Ovarian Cancer in Backyard Chickens: Risk Factors
There have been a few studies done in which hens are divided into two egg laying groups. For example, in one group, some hens received an injection of progestin. This hormone ceases egg laying production. Not surprisingly, this treatment was shown to decrease the development of ovarian cancer by 90%. In another study, a researcher examined wild-type birds verses birds whose ovulation had been restricted. Similar results were seen that have allowed researches to correlate that a higher egg laying rates with a higher risk of developing ovarian cancer².
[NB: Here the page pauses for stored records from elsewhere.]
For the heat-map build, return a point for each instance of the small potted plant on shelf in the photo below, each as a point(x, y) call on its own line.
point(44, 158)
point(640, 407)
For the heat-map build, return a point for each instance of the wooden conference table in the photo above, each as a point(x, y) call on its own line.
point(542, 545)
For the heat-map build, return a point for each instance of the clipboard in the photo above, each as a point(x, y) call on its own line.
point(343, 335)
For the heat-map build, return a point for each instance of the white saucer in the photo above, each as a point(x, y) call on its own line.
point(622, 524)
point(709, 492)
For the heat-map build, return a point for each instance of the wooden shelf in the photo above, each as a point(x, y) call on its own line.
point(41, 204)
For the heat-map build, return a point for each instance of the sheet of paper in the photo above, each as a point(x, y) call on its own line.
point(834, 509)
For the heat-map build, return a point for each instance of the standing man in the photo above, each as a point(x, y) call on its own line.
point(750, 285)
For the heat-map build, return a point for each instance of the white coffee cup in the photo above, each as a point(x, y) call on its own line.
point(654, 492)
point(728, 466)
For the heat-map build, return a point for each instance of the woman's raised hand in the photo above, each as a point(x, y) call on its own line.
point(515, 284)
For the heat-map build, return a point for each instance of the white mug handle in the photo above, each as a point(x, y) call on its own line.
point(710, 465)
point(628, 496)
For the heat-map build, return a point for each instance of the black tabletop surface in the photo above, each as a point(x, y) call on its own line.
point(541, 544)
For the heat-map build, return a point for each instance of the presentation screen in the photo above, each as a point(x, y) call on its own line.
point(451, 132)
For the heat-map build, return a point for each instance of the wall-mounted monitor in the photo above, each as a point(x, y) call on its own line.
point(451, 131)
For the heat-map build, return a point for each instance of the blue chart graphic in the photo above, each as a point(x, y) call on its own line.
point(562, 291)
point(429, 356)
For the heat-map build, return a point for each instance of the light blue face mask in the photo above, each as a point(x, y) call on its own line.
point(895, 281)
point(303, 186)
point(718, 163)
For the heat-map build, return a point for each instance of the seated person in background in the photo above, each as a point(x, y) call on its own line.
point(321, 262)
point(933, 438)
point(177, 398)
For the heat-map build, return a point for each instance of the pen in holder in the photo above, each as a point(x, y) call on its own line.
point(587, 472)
When studying diet, researchers examined a caloric diet restriction that cause a decrease in the number of eggs produced by hens. In this study, they found a five fold decrease in the development of ovarian cancer. Furthermore, the chickens that had an unrestricted diet produced approximately 64% more eggs. In another study involving hens, some were fed a diet that consisted of 10% flax seed enriched diet for four years. These hens showed a reduction in the severity and incidence of ovarian cancer. Incidentally, flax seed is what the commercial egg companies feed their hens to get Omega-3 fatty acids into the eggs. Lastly, there is some thought that having a diet high in soybeans can effectively “turn on” genes that are associated with reproductive cancers. Soy is high in plant estrogens (phytoestrogens) called isoflavones.
Hens in the wild, unaffected by man’s breeding, lay 10 – 15 eggs per year.
Genetics/Breeding for Characteristics
Finally, genetics play a key role. As you know, chickens are prized for their eggs and often the more productive a hen is, the higher her worth to the farmer or chicken keeper. Often, I hear stories from folks that keep chickens primarily for their eggs. Consequently, they turn over their flocks every two years or so. This is the same practice with commercial farmers. For example, egg laying hens in factories are considered “done” at about 18 months of age. As a result, hens have been selectively bred to produce eggs, up to 240 eggs per year on average for the typical backyard chickens. Lastly, did you know that chickens in the wild only lay 10-15 eggs per year?
How to Prevent Ovarian Cancer in Hens
I have lost a couple of hens to ovarian cancer over the years. For some, one of the first signs is that they will begin to walk with a wider gait. Their legs appear further apart. Subsequently, when you feel their bellies, they feel like a water balloon. Sadly, it’s hard to tell at first as, they can hide a lot under all those feathers. A regular exam of their abdomen can help assess for fluid.
Unfortunately, there is no cure for ovarian cancer in hens. But some of these things may help. Perhaps these steps might curtail the development of ovarian cancer.
- Consider purchase of breeds that are not heavy egg layers.
- Allow hens a natural break in the winter from laying eggs.
- Omit artificial lighting in the chicken coop to stimulate egg laying.
- Allow hens to go broody because this also allows for an egg laying rest period.
- Consider adding flax seed to their diet.
- Consider restricting their caloric intake. (Approximately 1/4 cup chicken feed per day/hen)
- Consider feeding your flock a soy-free alternative.
- Explore alternative protein sources for your flock other than soybeans.
- Consider reaching out to the major national chicken feed manufacturers and requesting them to develop/provide a soy-free feed or one that includes flax seed.
- Weigh going organic to avoid exposing your flock to unnecessary pesticides and harvesting by-products including glyphosate (a known carcinogen) and GMOs (genetically modified organisms).
- Likewise, increase free-ranging your flock to diversity and supplement their diet.
- Furthermore, share this information with fellow chicken keepers.
Please know that this post is intended for informational purposes only and does not substitute for advice from a licensed veterinarian.